In many engineering teams, having tribal knowledge is normal and accepted. This is when information about a product, process, or technology owned by the team is described verbally from person to person, release after release, without writing it down. Or if it is written down, only a select group of people know where the documentation is. Tribal knowledge causes a ton of problems for engineering teams, yet it still continues to exist. Know why? Job security. People seem to think that if they know something that few people know, then they have job security. But what happens when that knowledge is needed by a person who didn’t know that anyone had that information? Here are lots of reasons why tribal knowledge does not belong in an Engineering team:
Information gets lost. Over time, people with tribal knowledge will forget what they specifically know vs. what is common knowledge to everyone on the team. Then it becomes difficult to write it down or teach it. How do you document all the pertinent information from a person who may have had that same job for years? It’s nearly impossible.
No vacations. I find people with the most tribal knowledge are the least likely to be able to take time off from work. If they aren’t there, things just can’t get done since they are the only ones that know how to do it.
Bad decisions get made. If a person with the tribal knowledge designs features using that knowledge, the design may not withstand the test of time. As time goes on, new people come to the team and add other features and dependencies into the code that turns the design into a mess. If the design was documented and reviewed so more people saw and understood it, fewer problems would occur later on. Instead, poor decisions are made because information just isn’t available to the new people who need it. And the subtleties of the design are now added to that tribal knowledge.
Information cannot be tracked. When people share their knowledge verbally, they put the responsibility on the person listening to now remember all that was discussed. Typically, engineering teams have a lot going on (which means a lot of information is flowing) so that is too high of an expectation to put on anyone. If the person giving the information isn’t documenting it, the person receiving the information should be.

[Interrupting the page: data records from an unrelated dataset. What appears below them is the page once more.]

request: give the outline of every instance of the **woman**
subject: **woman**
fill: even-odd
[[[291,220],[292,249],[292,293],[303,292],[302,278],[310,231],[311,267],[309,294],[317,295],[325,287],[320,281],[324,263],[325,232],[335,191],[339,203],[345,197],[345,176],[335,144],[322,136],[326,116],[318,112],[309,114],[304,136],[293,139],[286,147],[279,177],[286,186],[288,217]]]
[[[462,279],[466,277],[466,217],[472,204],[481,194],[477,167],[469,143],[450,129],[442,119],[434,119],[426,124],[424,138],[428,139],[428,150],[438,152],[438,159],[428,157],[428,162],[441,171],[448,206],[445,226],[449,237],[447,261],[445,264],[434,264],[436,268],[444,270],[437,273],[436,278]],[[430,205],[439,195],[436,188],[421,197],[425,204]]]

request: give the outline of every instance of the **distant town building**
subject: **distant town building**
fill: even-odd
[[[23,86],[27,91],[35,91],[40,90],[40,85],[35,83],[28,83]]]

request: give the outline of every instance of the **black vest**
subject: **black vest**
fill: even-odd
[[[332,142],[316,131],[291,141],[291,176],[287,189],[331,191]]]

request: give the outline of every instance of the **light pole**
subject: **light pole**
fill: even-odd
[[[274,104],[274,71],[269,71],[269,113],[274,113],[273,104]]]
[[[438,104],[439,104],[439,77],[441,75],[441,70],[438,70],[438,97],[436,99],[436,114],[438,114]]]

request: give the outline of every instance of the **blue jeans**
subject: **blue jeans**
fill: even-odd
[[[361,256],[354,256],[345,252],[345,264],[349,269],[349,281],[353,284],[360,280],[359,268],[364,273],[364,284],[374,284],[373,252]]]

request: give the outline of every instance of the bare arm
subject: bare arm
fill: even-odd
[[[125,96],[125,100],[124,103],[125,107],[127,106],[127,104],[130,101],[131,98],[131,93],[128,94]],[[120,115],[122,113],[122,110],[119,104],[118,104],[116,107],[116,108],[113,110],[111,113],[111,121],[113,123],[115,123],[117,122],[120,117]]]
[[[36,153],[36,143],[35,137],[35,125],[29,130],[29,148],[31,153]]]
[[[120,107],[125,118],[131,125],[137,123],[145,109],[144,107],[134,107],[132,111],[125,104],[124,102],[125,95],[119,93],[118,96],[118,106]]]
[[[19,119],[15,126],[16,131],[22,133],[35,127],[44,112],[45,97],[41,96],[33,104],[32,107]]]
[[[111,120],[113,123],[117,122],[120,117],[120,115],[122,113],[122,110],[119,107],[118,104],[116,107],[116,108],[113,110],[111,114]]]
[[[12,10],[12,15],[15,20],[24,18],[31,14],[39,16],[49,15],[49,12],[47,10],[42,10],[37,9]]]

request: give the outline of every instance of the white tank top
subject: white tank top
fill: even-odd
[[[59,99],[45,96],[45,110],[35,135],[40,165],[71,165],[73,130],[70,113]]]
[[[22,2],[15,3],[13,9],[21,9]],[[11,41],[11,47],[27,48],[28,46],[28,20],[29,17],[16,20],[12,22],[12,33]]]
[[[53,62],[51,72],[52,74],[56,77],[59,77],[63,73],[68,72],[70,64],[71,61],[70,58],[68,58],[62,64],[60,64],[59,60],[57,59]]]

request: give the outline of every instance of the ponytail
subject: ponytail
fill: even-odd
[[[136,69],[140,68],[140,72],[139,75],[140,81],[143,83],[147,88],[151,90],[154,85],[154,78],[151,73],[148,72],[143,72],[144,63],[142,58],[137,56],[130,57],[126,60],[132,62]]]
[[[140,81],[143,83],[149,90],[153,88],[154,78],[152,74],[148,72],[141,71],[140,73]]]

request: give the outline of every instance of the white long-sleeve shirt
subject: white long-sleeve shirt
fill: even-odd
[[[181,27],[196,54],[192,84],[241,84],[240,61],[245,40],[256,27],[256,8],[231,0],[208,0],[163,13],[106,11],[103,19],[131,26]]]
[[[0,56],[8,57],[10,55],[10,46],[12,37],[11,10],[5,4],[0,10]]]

Teams become dependent on reverse engineering. If the people that are in-the-know leave, then reverse engineering is the only way to understand what was done. Code becomes the only form of documentation and that leads to a lot of misinterpretations and lack of understanding the creator’s intentions.

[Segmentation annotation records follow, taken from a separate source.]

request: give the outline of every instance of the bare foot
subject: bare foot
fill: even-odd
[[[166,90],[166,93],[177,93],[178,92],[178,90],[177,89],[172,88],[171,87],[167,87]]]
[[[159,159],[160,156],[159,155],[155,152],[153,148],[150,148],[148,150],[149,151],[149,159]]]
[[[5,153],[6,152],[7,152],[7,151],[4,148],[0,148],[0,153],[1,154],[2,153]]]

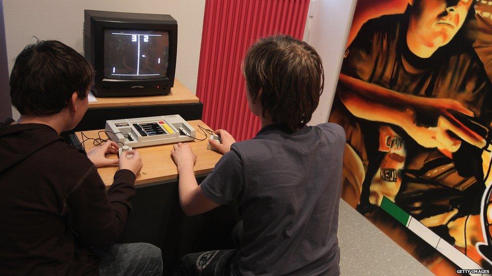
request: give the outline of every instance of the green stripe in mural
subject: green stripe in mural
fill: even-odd
[[[402,224],[406,226],[407,223],[408,222],[408,218],[410,218],[410,215],[407,214],[401,208],[398,207],[396,204],[388,199],[386,197],[383,198],[381,207],[383,210],[391,215],[393,217],[396,219]]]

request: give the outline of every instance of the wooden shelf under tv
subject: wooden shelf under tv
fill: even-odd
[[[89,103],[89,108],[175,105],[200,102],[198,98],[176,78],[174,79],[174,86],[171,88],[171,94],[165,96],[96,98],[96,99],[97,99],[97,102]]]

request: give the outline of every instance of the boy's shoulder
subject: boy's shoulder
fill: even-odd
[[[345,139],[345,131],[340,125],[335,123],[323,123],[317,125],[316,127],[322,129],[324,132],[335,136],[337,137],[343,137]]]
[[[94,164],[87,157],[84,150],[58,141],[44,148],[33,156],[43,166],[63,170],[64,174],[70,174],[75,178],[83,175]]]

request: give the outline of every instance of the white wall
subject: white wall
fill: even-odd
[[[33,36],[59,40],[82,53],[84,10],[167,14],[178,23],[176,77],[196,93],[205,6],[205,0],[5,0],[9,70],[35,41]]]
[[[304,40],[315,47],[323,59],[325,89],[309,125],[328,121],[356,2],[356,0],[311,1]]]
[[[9,69],[4,28],[3,4],[0,0],[0,121],[12,116],[9,89]]]

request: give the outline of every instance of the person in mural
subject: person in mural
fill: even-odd
[[[365,214],[386,197],[466,254],[484,239],[492,178],[474,1],[411,2],[368,21],[346,51],[330,119],[347,133],[342,197]]]

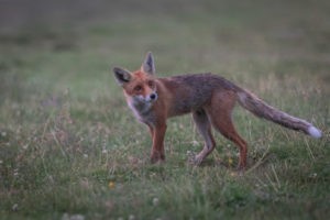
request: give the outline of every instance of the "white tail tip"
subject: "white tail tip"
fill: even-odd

Poor workload balancing. Job responsibilities need to be transferrable in order for teams to have the flexibility to meet varied project scopes and schedules. With tribal knowledge, the team becomes very limited on who they can assign to their different tasks because only certain people have certain information.

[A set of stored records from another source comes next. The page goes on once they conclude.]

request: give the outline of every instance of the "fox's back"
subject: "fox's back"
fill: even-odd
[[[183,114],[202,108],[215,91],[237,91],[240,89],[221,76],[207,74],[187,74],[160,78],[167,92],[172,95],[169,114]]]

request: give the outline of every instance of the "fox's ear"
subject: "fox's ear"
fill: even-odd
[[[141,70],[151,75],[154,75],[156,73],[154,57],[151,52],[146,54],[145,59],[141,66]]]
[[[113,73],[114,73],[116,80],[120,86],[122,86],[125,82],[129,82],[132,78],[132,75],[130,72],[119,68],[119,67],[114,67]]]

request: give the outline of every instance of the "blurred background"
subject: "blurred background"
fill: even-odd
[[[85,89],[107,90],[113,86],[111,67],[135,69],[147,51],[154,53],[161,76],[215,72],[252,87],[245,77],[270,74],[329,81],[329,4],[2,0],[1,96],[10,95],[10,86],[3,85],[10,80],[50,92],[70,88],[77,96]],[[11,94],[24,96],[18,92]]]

Management becomes falsely dependent on individuals so instead of business requirements driving project deliverables, management has to factor the tribal knowledge of the team into those deliverables. If the business requirements involve using a product technology that only one person on the team knows about, then the deliverable becomes solely based on the availability of that one person.
I believe all engineering teams deal with tribal knowledge to some degree and it is a burden. It hinders the efficiency and flexibility of the team. Although I don’t expect engineers to be tech writers, I do expect enough documentation to allow an engineering team to function properly through information tracking and discovery, and not by word-of-mouth. How well does your team handle tribal knowledge?